Nathan and I toured the house and the took a walk in the garden, but truth be told we were not super impressed with Clos Luce. Sure, the models and whatnot were cool, but they were not actual historical items, and there was little at Clos Luce that you could not theoretically see somewhere else. However, Nathan and I were of course suitably impressed with what a great mind that Da Vinci had and how he was cooking up things in his notebook that would actually be invented 500 years later.

As we walked through the park, Nathan and I had a very interesting conversation about whether someone like Da Vinci could exist today, dreaming up inventions that people would actually build hundreds of years in the future. I think we both agreed that it would be possible to have another Da Vinci (and probably already have had some), but the idea of someone coming up with a brilliant idea, writing it down in a book and then doing nothing with it is far less likely today than it was in the 16th century.

Anyway, here are a couple photos from Clos Luce:

A view of Clos Luce from the garden

The Chateau Ambroise as seen from the garden
at Clos Luce

Nothing against Clos Luce, but it was the low light of our day of chateau hopping. Perhaps it was just that the other places we visited were so awesome. Who knows?

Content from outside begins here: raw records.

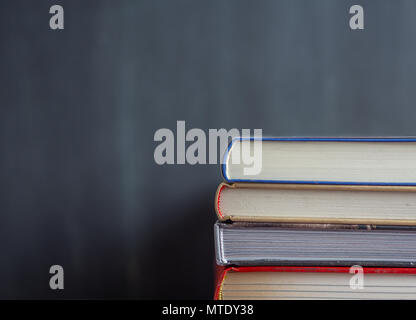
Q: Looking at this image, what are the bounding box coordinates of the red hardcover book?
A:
[214,266,416,300]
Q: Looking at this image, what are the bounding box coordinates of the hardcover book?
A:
[215,183,416,225]
[214,266,416,300]
[222,138,416,185]
[215,222,416,267]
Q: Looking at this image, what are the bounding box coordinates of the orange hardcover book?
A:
[214,266,416,300]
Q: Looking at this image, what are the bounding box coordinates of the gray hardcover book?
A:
[215,223,416,267]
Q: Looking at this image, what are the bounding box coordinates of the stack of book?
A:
[215,138,416,299]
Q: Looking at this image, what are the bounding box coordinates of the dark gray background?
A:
[0,0,416,298]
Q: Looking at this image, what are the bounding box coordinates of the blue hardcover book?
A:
[222,137,416,186]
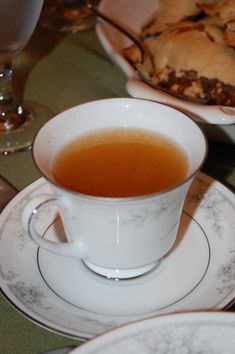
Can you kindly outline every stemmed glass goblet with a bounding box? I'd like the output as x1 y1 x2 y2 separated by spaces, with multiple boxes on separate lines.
0 0 49 154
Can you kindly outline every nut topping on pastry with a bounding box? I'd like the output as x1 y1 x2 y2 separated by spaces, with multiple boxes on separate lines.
124 21 235 106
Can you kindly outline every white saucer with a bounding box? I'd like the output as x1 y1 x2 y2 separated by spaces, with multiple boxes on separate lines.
70 312 235 354
0 173 235 339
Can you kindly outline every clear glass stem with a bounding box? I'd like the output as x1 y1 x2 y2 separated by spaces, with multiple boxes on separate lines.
0 64 28 133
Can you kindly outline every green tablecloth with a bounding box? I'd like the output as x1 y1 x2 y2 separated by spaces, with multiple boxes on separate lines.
0 23 235 354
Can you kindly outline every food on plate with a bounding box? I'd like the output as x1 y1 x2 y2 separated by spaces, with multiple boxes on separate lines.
198 0 235 47
123 0 235 106
142 0 218 36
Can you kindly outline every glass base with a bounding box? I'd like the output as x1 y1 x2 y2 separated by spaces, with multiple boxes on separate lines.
0 102 52 155
40 6 96 33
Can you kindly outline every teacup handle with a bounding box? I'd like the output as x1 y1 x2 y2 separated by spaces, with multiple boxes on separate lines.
21 194 85 258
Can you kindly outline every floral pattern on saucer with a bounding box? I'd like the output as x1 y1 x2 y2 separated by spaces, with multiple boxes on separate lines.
0 173 235 338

Anyway, after Clos Luce, we drove to Chenonceau which was by far the belle of the ball. This chateau is actually built over the River Cher and is truly a site to behold.

You approach the chateau down a long boulevard lined with trees:

Nathan's already getting excited!

On the way, you pass a garden maze on the left, so we detoured and had a little fun there:

Nathan searching desperately for a way out
of the maze

Me celebrating conquering the maze for the first time!

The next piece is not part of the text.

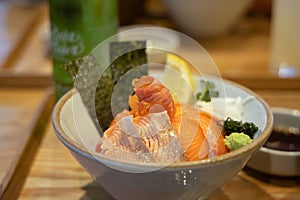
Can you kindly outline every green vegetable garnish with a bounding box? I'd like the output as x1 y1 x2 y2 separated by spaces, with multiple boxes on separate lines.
196 80 219 102
223 117 258 139
224 133 252 151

I'm kidding about Nathan being lost. The maze at Chenonceau is awesome, but it does give me the impression that the French nobility had a low tolerance for being humiliated by a bunch of shrubbery; the maze was about the easiest thing to get through I've ever seen. Still it was very cool, and probably both Nathan and my first garden maze.  If only I could have checked in on Foursquare!

After our maze adventure, we made our way to the chateau itself. In a word, this place is breathtaking. Don't take my word for it, here are some photos:

Chenonceau as seen from the lawn

A closer view of the front of the castle

A view from one of the gardens

In the last photo, you can see how long the castle is compared to how wide it is. This is because it is straddling the river, and boats can (and did) go back and forth underneath the castle. It is one of the most amazing thing that I've ever seen.

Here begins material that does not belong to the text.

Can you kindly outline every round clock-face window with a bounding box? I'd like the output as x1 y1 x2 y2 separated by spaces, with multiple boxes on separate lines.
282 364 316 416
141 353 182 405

Chenonceau was known as "le château des dames" because it was primarily lived in and presided over by various wealthy and powerful women, including Diane Poitiers (mistress of Henry II), Catherine de' Medici (wife of Henry II!) and even Mary, Queen of Scots. Apparently these women had great taste because the inside of Chenonceau was just as gorgeous as the outside:

The first floor gallery over the river; it is filled with
statues and has amazing fireplaces at either end


The stained glass windows in the chapel


The mantle above one of the many fireplaces


Did someone say they needed a gold leaf fireplace? Check.


The ceiling on the third floor. The detail was amazing!

Chenonceau is not just about the building, however. The gardens were also gorgeous, both the formal gardens and the flower and vegetable gardens that are on site. I didn't get a lot of photos of the formal gardens (although you can see a bit of one in the photo above), but the flower and vegetable gardens were awesome, and I'm not a garden person:

Nathan posing in front of the haricots (or was it the
aubergines?)

The grounds are also immaculate:

Clearly someone takes keeping this place looking
good VERY seriously

I'm sure there are other castles that can rival Chenonceau, but it will stand at the top of my list as one of the most impressive places I've ever had the pleasure to visit.

After Chenonceau, we wrapped up our castle hopping adventure and headed back to Tours. We celebrated our day of taking in royal (and other) history by grabbing a take out pizza from the Tablapizza that was right next door to our hotel. And with food out of the way, we were off to bed.